A: 個別的自衛権該当部分のみを認めるのならば、個別的自衛権が必要十分条件。
以下参加できない予定者
●所感/
井上澄夫2014・6・27
 この国は、とうとう、曲がり角を曲がりきってしまった。骨抜きにされてきた9条は最終的にとどめを刺された。
 ベトナム反戦世代は、自分たちの親の戦争責任を問うた。「あの戦争をどうして止めなかったのか」「戦争のとき、あなたは何をしていたのか」……。
 これから私たちは子や孫の世代に同じ問いを発せられることになる。
 日本国憲法の施行後、日ならずして、9条は自衛権を禁じていない、だから自衛のための実力を持つことは憲法違反ではないという〈最初の解釈改憲〉を事実上容認し、放置し、9条2項の戦力不保持規定=非武装規定に頬かぶりして、口には出さぬまでも専守防衛に徹するなら自衛隊はあってもいいと思いながら、それでいて「9条を守る」ことを当然の良識としてきたそのあげくが、このたびの〈究極の解釈改憲〉だった。
 自己批判せぬまま、なお「9条を守れ」か。
 島袋純琉球大学教授は言う。
 〈本土が憲法を捨てようというのなら、沖縄が一緒にやっていく筋合いはない〉
2014/7/2「集団的自衛権を語る会」コメント 
味酒心療内科 医師 笠陽一郎
 はじめに、私の周辺事態について語ります。まず、高齢者の介護費用が削減されました。医療費全般も抑えられています。

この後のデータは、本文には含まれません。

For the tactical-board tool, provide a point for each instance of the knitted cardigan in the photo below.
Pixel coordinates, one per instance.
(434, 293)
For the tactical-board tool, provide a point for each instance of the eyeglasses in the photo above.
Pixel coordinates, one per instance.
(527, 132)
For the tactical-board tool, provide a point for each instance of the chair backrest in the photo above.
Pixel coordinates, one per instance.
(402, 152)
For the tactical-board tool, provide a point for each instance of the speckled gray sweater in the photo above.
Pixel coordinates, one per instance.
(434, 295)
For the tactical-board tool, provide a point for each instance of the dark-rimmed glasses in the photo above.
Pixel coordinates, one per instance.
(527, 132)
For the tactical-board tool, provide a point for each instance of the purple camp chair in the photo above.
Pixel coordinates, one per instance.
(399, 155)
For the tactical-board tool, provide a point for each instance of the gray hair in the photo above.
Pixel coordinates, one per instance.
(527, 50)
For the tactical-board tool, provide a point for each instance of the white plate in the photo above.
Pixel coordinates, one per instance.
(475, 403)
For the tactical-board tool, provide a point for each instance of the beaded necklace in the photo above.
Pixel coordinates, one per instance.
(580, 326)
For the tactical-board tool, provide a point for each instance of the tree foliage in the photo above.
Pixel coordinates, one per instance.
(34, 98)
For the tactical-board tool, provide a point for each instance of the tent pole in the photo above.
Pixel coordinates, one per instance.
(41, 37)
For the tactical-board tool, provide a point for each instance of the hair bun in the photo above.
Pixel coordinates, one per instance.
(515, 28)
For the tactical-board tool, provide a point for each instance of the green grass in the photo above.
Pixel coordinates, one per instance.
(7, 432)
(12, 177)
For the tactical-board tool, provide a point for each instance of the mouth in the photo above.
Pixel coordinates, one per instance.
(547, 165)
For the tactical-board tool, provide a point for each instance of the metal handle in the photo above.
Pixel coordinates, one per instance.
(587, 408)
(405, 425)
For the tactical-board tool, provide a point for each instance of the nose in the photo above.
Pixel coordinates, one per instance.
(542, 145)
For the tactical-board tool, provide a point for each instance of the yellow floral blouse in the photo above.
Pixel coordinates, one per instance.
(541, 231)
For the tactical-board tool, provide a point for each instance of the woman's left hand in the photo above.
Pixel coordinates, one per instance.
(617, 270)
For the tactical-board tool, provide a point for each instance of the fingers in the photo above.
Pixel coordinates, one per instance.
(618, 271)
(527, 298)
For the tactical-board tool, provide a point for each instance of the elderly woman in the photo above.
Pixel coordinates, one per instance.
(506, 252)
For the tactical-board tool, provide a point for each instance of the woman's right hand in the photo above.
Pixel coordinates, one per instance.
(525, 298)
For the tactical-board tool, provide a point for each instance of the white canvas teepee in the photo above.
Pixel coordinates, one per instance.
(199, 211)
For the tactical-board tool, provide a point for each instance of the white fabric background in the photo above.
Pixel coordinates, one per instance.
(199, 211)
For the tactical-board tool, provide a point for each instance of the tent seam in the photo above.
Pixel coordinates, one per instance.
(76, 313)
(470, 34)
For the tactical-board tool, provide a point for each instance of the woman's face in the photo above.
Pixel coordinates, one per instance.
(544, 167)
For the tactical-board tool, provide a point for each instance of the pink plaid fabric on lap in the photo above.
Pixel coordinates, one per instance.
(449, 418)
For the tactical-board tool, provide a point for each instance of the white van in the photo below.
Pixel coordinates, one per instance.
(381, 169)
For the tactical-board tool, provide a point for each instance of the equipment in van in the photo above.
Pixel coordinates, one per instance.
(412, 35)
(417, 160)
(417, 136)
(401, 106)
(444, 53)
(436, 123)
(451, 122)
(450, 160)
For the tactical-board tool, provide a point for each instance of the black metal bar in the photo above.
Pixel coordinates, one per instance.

 つぎに「お上」は、長期にわたり精神病院に拘禁していた人たちを、施設や街中に移そうとしています。それを地域監視網というシステムで管理、このシステムはアメリカ直輸入です。そもそも精神医療の診断基準そのものが、アメリカ製の欠陥商品であることを知ってください。
 さらに、精神医療における子供たちへの早期介入。これは、外資系の製薬会社による薬漬けを、今より悪化させます。また、ご存知のとおり今回「お上」が認めた「混合診療」により、ますます怪しげな外国資本が参入します。
 むろん私の周辺事態は、集団的自衛権から、原発再稼動、国家特定秘密法案、TPP参入、郵政民営化、労働法制改悪などまで、全ての政策と地続きです。医療の現場に居ると、アベノミクスの無理やりの成功など、単なる株価操作と分かります。ここでは、アメリカのご機嫌取りと日米安保強化への思惑が、見え見えです。
 こうして戦争の出来る国を準備し、憲法を変え、徴兵制を目指す連中は、大衆一人一人の力を弱め、それに反比例して国家主義を強めるので、絶対に許してはなりません。
 最後に、松山のこうした意義深い小さな運動が、より小さく分断されていて、大同団結できていないことを、私は憂えています。今こそ、この地で、小異を尊びつつ大同で繋がり合い、手強い敵と闘い続けましょう。
オイコラ警察の復活・・・戦争のできる国へ
                     島本保徳
 特定秘密保護法、集団的自衛権の容認と、戦争ができる国へと安倍政権がひた走っています。
8歳のとき警察に連行されたことを思い出します。トラウマになっているのです。「線路に置石をした」などと言いがかりをつけ朝から夕方まで尋問されました。そして警察は、一緒に連行され、別組で尋問されていた友達が「やったと自白したぞ」とウソをいい、自白を強要しました。そのとき権力とはそういうことをするものだと実感しました。
自民党改憲草案第21条(表現の自由)には「公益及び公の秩序を害することを目的とした活動は・・・認められない」とあります。息苦しい世の中になろうとしています。子たちの世代に戦争とならないように、そして生まれ出てくる孫が出兵する時代にならないように、ジイ、バアたちの世代が止めねばと思います。